6. Il résulte de ce qui précède que c'est à tort que, pour annuler la décision du 5 décembre 2019, le tribunal administratif de Nantes s'est fondé sur ce que le ministre de l'intérieur a commis une erreur manifeste d'appréciation en ajournant pour le motif susmentionné la demande d'acquisition de la nationalité française présentée par M. B....
7. Il appartient, toutefois, à la cour, saisie de l'ensemble du litige par l'effet dévolutif de l'appel, d'examiner les autres moyens soulevés par M. B... devant le tribunal administratif de Nantes.
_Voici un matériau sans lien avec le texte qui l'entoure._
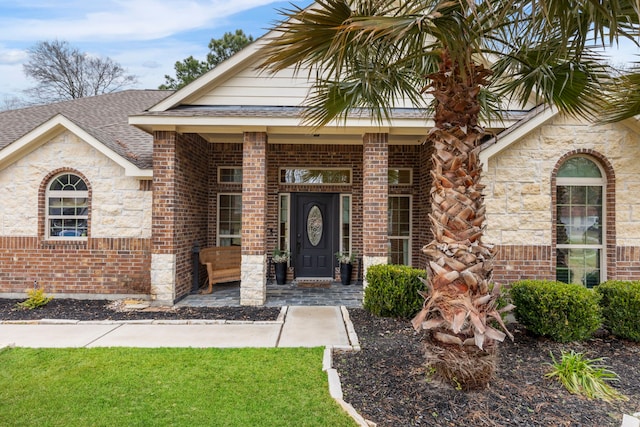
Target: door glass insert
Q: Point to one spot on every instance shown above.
(314, 225)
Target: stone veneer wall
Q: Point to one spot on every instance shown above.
(520, 197)
(253, 283)
(114, 259)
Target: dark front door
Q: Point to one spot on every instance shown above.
(315, 233)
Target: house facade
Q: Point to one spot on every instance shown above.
(230, 161)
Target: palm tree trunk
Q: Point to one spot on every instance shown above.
(461, 347)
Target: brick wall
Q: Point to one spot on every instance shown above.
(180, 191)
(98, 265)
(254, 193)
(374, 194)
(115, 258)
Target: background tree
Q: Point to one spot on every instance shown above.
(463, 59)
(63, 72)
(220, 49)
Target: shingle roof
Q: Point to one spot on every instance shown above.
(105, 117)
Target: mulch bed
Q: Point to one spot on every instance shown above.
(107, 310)
(387, 383)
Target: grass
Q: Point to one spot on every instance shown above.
(166, 387)
(586, 377)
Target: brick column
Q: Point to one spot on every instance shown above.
(253, 289)
(375, 191)
(163, 257)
8. En premier lieu, par une décision du 30 août 2018 publiée le 2 septembre suivant au Journal officiel de la République française, la directrice de l'accueil, de l'accompagnement des étrangers et de la nationalité, compétente à cet effet en vertu de l'article 3 du décret du 27 juillet 2005 relatif aux délégations de signature des membres du gouvernement, a donné délégation à Mme C... D..., attachée principale d'administration de l'État, adjointe à la cheffe du bureau des affaires juridiques, du précontentieux et du contentieux, à l'effet de signer, au nom du ministre de l'intérieur, tous actes, arrêtés et décisions relevant des attributions du bureau des affaires juridiques, du précontentieux et du contentieux parmi lesquelles figurent les recours dirigés contre les décisions préfectorales intervenant en matière de naturalisation. Par suite, le moyen tiré de l'incompétence du signataire de la décision litigieuse manque en fait et doit être écarté.
9. En deuxième lieu, la décision du 5 décembre 2019 du ministre de l'intérieur comporte l'énoncé des considérations de droit et de fait qui en constituent le fondement. Par suite, le moyen tiré de son insuffisance de motivation doit être écarté comme manquant en fait.
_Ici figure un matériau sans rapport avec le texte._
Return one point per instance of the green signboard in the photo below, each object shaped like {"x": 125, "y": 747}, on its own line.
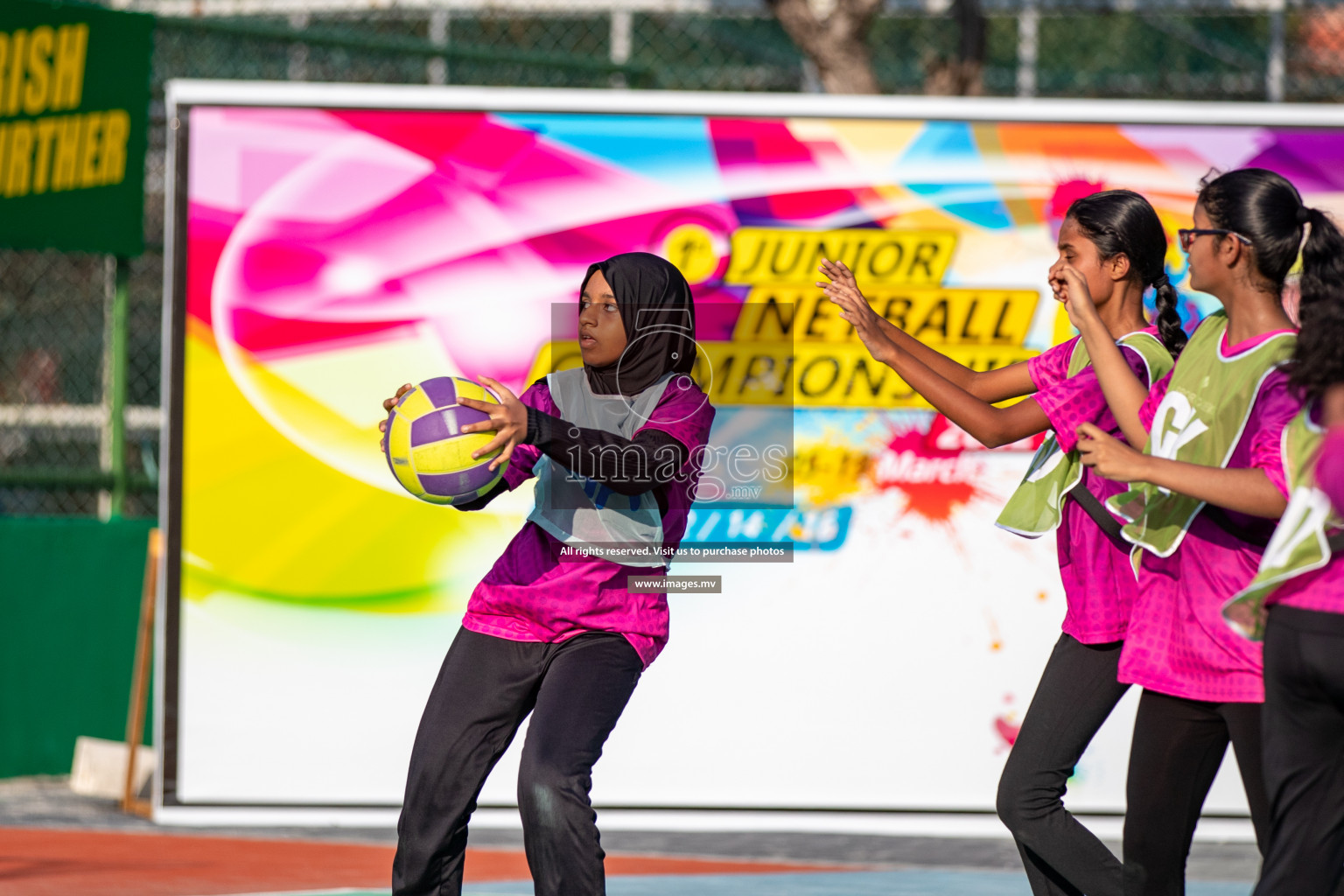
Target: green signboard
{"x": 74, "y": 103}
10. En troisième lieu, aux termes des stipulations de l'article 41 de la charte des droits fondamentaux de l'Union européenne : " Toute personne a le droit de voir ses affaires traitées impartialement, équitablement et dans un délai raisonnable par les institutions, organes et organismes de l'Union ". Il résulte de la jurisprudence de la Cour de justice de l'Union européenne que cet article s'adresse uniquement aux institutions et organes de l'Union. Il suit de là que le moyen tiré de sa violation par une autorité d'un Etat membre est inopérant. En tout état de cause, la décision du ministre de l'intérieur a été rendue le 5 décembre 2019 sur une demande de l'intéressé du 5 mars 2018, date de réception de son recours préalable formé le 1er février 2018 contre la décision du préfet du Val d'Oise. Dans ces conditions, M. B... n'est pas fondé à soutenir que la décision en cause méconnaît son droit à voir traiter sa demande dans un délai raisonnable, tel qu'il est notamment garanti par l'article 41 de la charte des droits fondamentaux de l'union européenne.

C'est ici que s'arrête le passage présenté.